Drew Starkey

    Drew Starkey

    everyone’s but mine 🥀📲

    Drew Starkey
    c.ai

    she doesn’t follow his fan pages. not really. but sometimes, late at night, she clicks anyway. scrolls past photos of his smile on red carpets, edits of him laughing in interviews, tweets that say “he’s literally my husband” and a million comments calling him single, perfect, available.

    she’s never in the frame. never tagged. never named. and some nights, it feels like she doesn’t exist at all.

    they’ve been together for a year. quietly. intentionally. she met him at a PR launch party for a skincare line—he spilled a vitamin C serum on her blouse, they laughed, and that was it. he texted her that night. asked if she wanted to “get revenge on overpriced eye cream” together.

    he was charming. genuine. not the version of himself the internet knew. with her, he was soft t-shirts and takeout, forehead kisses and sunday naps. but in the world? he was Drew Starkey™. and she was just… invisible.

    she didn’t mind at first. they had their own world—quiet dinners, shared playlists, inside jokes about serums and stans. she told herself the privacy was sacred. until it started to feel like erasure.

    until her best friend showed her a fan Q&A clip where he smiled and said, “i’m focusing on work right now. dating’s not a priority.” until she heard the laugh he used with her—used onstage, for everyone else. until she realized she’d never posted him, and he’d never once asked why.

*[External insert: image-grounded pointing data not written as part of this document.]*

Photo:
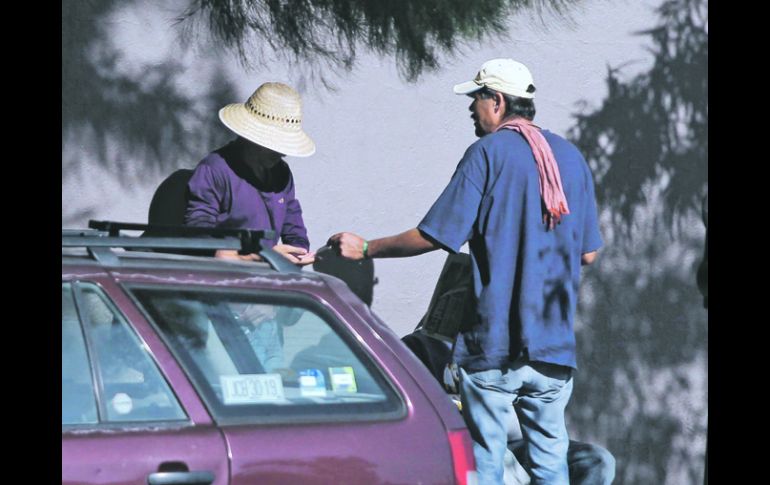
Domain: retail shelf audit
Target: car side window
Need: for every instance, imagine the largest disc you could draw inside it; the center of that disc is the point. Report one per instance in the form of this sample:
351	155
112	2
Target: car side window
269	357
78	401
130	386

    then she found it. not by snooping—by accident. his manager emailed a contract revision while they were watching a movie. she glanced at the screen. saw her name in the subject line. and froze.

    no public romantic affiliations until further notice. brand alignment. fan perception. demographic strategy. he agreed to it.

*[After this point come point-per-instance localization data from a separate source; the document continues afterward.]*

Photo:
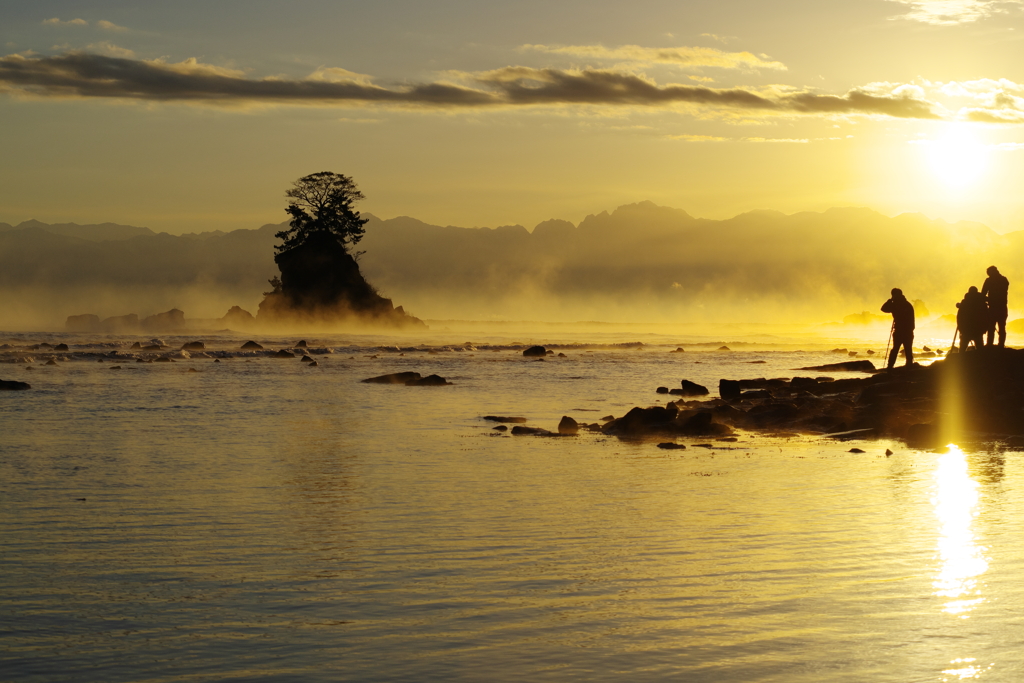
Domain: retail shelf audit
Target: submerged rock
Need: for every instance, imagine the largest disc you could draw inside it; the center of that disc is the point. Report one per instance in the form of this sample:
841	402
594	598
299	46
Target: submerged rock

    he agreed to hide her. to lie. to smile and shrug when interviewers called him “everyone’s internet boyfriend.”

    she walked into the kitchen, hands shaking, and said, “how long have you known?”

    he didn’t pretend. didn’t deny. just looked at her with the kind of regret that says everything and fixes nothing.

    “i thought it’d protect us,” he said.

    she nodded. because it did protect something. just not her.

    she didn’t yell. didn’t cry. she just walked out the door, into the night air, and felt herself exhale for the first time in months.

    because love isn’t supposed to feel like a marketing strategy. and she deserved more than being a secret in someone else’s spotlight.